The absolute worst thing that could happen: losing his wife and being stuck with me. Between her and me, I’m not getting the last lifejacket. I’ll be left on the sinking ship, watching sharks circling and corpses bobbing in the water.
I wonder what sinking ship is in Italian. The only thing that comes to mind is affondamento volontario – scuttling, sinking a ship on purpose. I can’t correctly conjugate verbs, I can’t find a job, but I can recall obscure naval terminology.

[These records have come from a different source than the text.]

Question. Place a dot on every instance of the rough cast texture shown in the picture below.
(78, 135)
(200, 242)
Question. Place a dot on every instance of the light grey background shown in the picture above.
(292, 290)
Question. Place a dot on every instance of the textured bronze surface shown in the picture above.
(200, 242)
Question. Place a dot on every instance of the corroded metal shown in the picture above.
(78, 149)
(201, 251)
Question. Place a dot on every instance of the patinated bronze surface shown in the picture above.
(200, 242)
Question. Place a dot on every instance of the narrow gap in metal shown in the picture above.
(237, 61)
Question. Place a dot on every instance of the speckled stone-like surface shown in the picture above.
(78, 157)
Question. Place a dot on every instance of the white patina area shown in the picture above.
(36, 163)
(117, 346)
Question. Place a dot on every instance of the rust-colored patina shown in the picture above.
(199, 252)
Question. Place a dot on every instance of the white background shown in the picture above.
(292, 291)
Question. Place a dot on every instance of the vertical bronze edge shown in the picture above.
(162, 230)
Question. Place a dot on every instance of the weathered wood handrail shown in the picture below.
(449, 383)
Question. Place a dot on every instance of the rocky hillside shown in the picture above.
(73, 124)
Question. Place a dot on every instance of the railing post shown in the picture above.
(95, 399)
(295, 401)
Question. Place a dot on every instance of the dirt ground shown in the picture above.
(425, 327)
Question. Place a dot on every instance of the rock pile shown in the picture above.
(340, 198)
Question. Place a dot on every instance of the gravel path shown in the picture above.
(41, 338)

He turns on his side, wrapping his arms around me. His chest presses against my back as he kisses my neck. I want to be a wall of ice. But at the delicate tension of his arms I melt almost instantly, rotating into the light carpet of hair on his chest. He tells me that he’s worried about me, that he cares about me.
“It’s natural to care about a friend, no?” His arms pull me in closer.
Something else I hadn’t prepared for – friend. A cold blade struck between my shoulders. Go on, drive the dagger in deeper, I think. Let it sever my spinal cord, go right through and break the sternum. If I bleed, would it matter?
“Yes, Checco, it’s normal. Otherwise you’d hardly call them a friend,” I say, with forced nonchalance.
We’ve been friends for nearly 20 years now, ever since he studied abroad at my university. We kept in touch through irregular emails. I’d been in Italy for over a year, following my husband and his work transfer, when Francesco reached out. Messages led to drinks, led to flirting, led to sex.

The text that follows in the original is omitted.